Before you count sellers, look at three signals together: how many listings exist for the product, how deep the top listings’ review counts go, and how tightly priced the front page is. Ten sellers where the top listing has 12,000 reviews is a far harder market than forty sellers who all have under 200 reviews. Review depth is a proxy for how long incumbents have been compounding ranking and trust — and that’s the moat you’d have to climb, not the raw listing count.
Treat these as starting points, not laws:
Look at the gap between the lowest and the median price on page one. A wide spread means buyers are choosing on things other than price (brand, bundle, reviews) — there’s room to position. A narrow, compressed spread near the bottom means the market has already commoditised and everyone is fighting on price alone. Entering a compressed market means your only lever is going lower, and someone with a better cost base will always follow you down.

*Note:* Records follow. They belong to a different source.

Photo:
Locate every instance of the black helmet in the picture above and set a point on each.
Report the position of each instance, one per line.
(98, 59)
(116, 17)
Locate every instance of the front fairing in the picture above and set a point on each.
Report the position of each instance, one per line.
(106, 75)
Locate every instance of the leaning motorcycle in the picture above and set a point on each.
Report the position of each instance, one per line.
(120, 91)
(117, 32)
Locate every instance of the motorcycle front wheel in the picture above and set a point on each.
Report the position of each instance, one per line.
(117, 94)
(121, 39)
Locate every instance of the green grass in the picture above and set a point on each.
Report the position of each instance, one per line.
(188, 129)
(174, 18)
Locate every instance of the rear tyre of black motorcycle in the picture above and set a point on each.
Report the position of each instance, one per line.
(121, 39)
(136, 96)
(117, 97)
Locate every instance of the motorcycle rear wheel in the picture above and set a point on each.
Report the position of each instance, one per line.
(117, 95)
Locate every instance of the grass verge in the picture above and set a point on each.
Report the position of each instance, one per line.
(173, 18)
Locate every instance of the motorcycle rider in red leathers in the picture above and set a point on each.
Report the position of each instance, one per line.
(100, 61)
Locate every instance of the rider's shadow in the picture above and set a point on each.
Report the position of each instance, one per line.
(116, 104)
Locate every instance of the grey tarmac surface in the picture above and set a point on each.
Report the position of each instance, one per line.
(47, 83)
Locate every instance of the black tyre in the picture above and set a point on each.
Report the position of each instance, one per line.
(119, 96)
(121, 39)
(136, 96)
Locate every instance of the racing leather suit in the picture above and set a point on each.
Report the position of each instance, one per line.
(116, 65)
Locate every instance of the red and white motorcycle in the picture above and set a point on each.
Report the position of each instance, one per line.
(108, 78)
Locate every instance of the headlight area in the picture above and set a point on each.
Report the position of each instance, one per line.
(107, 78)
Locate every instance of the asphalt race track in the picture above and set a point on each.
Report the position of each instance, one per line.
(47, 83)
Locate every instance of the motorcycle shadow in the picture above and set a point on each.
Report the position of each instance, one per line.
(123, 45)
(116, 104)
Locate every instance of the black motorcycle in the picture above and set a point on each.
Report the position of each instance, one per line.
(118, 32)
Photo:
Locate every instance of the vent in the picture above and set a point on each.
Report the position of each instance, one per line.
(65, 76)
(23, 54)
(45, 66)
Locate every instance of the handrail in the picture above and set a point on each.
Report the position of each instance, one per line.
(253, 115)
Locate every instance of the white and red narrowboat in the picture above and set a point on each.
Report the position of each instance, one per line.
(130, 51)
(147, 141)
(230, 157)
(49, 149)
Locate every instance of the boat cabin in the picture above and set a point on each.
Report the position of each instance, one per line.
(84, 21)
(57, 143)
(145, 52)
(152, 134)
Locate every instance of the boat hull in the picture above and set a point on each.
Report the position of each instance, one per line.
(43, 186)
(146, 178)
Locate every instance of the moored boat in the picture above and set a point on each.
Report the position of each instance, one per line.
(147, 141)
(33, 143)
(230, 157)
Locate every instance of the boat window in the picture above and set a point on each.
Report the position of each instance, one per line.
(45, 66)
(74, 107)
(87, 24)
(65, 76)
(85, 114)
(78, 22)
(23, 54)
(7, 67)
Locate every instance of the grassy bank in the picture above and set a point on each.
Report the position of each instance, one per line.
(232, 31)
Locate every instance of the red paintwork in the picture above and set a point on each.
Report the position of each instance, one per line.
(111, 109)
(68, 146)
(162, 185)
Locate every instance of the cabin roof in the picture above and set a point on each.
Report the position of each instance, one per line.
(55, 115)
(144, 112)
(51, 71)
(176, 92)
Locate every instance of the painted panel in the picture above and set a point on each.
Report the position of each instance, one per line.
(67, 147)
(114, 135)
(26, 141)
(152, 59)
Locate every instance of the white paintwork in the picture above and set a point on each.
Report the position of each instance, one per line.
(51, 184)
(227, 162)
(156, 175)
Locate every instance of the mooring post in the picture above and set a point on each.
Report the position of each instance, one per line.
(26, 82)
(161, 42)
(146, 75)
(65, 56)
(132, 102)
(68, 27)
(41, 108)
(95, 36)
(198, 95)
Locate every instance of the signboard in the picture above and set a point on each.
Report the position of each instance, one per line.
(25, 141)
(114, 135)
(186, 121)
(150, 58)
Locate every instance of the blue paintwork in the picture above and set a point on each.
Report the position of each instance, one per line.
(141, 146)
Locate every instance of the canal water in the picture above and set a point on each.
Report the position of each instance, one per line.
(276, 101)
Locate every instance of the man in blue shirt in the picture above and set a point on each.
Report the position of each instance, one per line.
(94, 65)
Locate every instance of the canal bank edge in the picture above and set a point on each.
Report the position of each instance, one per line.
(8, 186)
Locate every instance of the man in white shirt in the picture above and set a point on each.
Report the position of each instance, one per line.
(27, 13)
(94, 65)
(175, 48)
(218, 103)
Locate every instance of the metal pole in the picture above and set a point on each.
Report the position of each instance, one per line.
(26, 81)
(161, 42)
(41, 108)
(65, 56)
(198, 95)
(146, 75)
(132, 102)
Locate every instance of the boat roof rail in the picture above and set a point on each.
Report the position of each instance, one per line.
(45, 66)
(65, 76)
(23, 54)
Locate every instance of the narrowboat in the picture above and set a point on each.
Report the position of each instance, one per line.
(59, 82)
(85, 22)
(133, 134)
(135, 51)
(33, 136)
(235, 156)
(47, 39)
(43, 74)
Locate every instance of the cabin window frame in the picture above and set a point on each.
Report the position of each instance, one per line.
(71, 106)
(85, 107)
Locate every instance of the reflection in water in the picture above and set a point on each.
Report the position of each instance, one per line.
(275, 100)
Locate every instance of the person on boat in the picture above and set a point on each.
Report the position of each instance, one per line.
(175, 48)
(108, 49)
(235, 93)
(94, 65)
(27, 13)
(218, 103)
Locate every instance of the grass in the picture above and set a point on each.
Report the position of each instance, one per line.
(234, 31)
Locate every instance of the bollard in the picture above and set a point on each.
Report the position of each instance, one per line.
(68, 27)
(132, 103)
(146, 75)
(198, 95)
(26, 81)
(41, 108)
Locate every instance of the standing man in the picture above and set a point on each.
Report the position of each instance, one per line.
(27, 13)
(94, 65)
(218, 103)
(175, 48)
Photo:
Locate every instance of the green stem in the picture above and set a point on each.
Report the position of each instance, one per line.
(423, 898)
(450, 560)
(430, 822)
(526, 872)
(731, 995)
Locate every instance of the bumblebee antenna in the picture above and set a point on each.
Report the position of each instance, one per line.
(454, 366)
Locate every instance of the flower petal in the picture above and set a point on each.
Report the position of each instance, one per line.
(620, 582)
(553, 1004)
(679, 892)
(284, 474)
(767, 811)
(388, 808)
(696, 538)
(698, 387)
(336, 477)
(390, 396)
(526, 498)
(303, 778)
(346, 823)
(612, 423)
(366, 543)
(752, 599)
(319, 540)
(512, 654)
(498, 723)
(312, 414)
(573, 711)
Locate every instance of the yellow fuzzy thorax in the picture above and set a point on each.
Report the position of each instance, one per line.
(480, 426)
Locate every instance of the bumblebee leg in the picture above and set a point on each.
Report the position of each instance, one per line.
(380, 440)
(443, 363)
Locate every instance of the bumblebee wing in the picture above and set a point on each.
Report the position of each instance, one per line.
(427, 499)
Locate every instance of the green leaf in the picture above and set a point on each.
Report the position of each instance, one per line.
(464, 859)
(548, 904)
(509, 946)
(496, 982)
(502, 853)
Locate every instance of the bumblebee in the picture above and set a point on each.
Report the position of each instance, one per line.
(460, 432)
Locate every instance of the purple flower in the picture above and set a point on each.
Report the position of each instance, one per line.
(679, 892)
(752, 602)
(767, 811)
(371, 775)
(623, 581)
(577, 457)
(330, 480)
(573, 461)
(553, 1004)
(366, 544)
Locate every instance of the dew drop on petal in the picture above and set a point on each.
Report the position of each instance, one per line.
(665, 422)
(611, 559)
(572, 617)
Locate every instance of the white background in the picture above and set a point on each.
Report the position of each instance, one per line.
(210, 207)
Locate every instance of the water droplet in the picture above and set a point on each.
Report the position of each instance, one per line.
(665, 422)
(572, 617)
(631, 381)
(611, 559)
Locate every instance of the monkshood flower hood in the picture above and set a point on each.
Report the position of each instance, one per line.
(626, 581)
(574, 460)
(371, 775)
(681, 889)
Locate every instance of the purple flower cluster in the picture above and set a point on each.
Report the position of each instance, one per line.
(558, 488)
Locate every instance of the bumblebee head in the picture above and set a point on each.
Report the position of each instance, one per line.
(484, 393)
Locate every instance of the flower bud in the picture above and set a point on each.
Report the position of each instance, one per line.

Reframe the whole decision as entry barrier: high review depth + many sellers + compressed pricing = high barrier, walk away. Low review depth + moderate sellers + wide pricing = low barrier, and a handful of competitors is actually healthy — it proves demand exists without proving the door is shut. The sweet spot is a product with demonstrated demand and a top listing that hasn’t yet compounded an unbeatable review moat. DropStop’s gap and winners tools score exactly this (saturation level, entry barrier, price-war risk) so you’re comparing barriers instead of eyeballing listing counts, but the three-signal framework works with nothing more than the search results in front of you.